Your pool types matter here too, but ideally you want to make sure your arc can learn to cache a big file or iso. You can encourage this by copying the same file over and over until it just magically gets cached, one direction, pulled from the server, not pushed.
Finally, SMB is kinda bad for testing due to it mainly being single threaded and cpu heavy. If you can use something like ftp or nfs those are better for testing.
Can you post the screen of your proxmox network page?
AIUI, with such a big VDEV size discrepancy, you obtain a throughput/IOPS of only 2 VDEVs, not 4. 130MB/s write is still slow, though, as an 8-10TB drive usually has higher than 65MB/s write throughput.
What is your pool occupancy?
Did you alter the sync setting of the dataset?
Just noticed that TrueNAS is caching files correctly, i.e. copying something is much faster (>900MB/s) the second time you do it.

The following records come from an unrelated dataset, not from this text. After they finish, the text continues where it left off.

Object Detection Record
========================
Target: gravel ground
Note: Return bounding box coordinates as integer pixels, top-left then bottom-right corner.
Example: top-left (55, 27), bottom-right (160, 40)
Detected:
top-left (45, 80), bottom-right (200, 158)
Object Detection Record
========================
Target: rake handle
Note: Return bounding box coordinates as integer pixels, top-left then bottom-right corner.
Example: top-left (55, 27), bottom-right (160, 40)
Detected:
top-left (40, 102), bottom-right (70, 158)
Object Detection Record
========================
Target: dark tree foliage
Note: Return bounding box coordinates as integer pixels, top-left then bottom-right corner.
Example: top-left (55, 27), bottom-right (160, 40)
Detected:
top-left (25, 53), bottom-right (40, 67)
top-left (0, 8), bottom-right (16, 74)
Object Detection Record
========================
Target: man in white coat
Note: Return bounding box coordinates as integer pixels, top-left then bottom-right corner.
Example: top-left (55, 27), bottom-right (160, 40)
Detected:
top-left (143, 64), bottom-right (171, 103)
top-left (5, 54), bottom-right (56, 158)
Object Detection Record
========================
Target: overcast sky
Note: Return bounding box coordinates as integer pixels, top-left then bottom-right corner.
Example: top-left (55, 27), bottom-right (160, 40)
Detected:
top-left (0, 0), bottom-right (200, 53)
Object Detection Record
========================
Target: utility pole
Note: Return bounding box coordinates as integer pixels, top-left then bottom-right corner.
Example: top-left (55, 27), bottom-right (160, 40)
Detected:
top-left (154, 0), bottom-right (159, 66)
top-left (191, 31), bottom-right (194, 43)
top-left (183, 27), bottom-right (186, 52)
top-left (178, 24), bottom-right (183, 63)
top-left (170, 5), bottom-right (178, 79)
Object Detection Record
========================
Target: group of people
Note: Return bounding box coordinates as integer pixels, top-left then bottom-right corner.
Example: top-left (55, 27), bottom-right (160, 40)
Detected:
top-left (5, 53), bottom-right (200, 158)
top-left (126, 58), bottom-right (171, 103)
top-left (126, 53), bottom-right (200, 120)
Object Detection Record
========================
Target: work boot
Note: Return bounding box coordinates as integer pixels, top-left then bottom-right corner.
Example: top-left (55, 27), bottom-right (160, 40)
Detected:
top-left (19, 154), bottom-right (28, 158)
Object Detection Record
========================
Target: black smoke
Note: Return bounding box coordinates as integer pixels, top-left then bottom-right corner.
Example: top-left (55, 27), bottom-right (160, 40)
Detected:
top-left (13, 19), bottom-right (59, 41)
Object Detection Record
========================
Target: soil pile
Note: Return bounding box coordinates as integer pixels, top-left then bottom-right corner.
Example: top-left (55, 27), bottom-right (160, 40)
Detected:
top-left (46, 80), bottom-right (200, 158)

I think this further disproves the networking to be at fault.
Yeah. Anyway, if you want to set MTU 9000, you have to set it on both the bridge and the NIC (in proxmox).
I had never run truenas as a VM, but AFAIK it’s recommended to bypass the entire controller/HBA to the VM, not individual drives. OTOH, the reason behind that is to prevent integrity issues, as proxmox itself could try to import a zfs pool.
I think 24GB is ok. In theory, sequential write to the 2-way mirrors is 2 times slower than sequential read. Sooo, your writes are as peaky as your reads.
Yeah I tried an MTU of 9000 across the board but I could no longer connect to the Proxmox GUI after making the change there (for the device and bridge), and I can no longer ping the machine either. IDK what’s going on there. I can get into the GUI when regardless of what my Windows machine is set to.
Yes, I have passed-through the whole HBA, not each drive, but I’m wondering if it is the culprit.
Just to clarify, when promox sees your hba and attached drives, you can allow promox to pass the hba through to guests (therefore not using it directly) and you can also use the hba in promox and pass the attached drives through to the guest.
Ideally you pass the hba to the guest without interfering with it. Truenas can do this with video cards to vm’s and apps, so Truenas doesn’t use the card but the vm thinks it belongs to it.
Yes, my HBA is passed through to TrueNAS, not the individual drives. Given it’s an Aliexpress card, I’m wondering if it is counterfeit, or just old and slow. Will try with HDDs direct to motherboard in the next few days.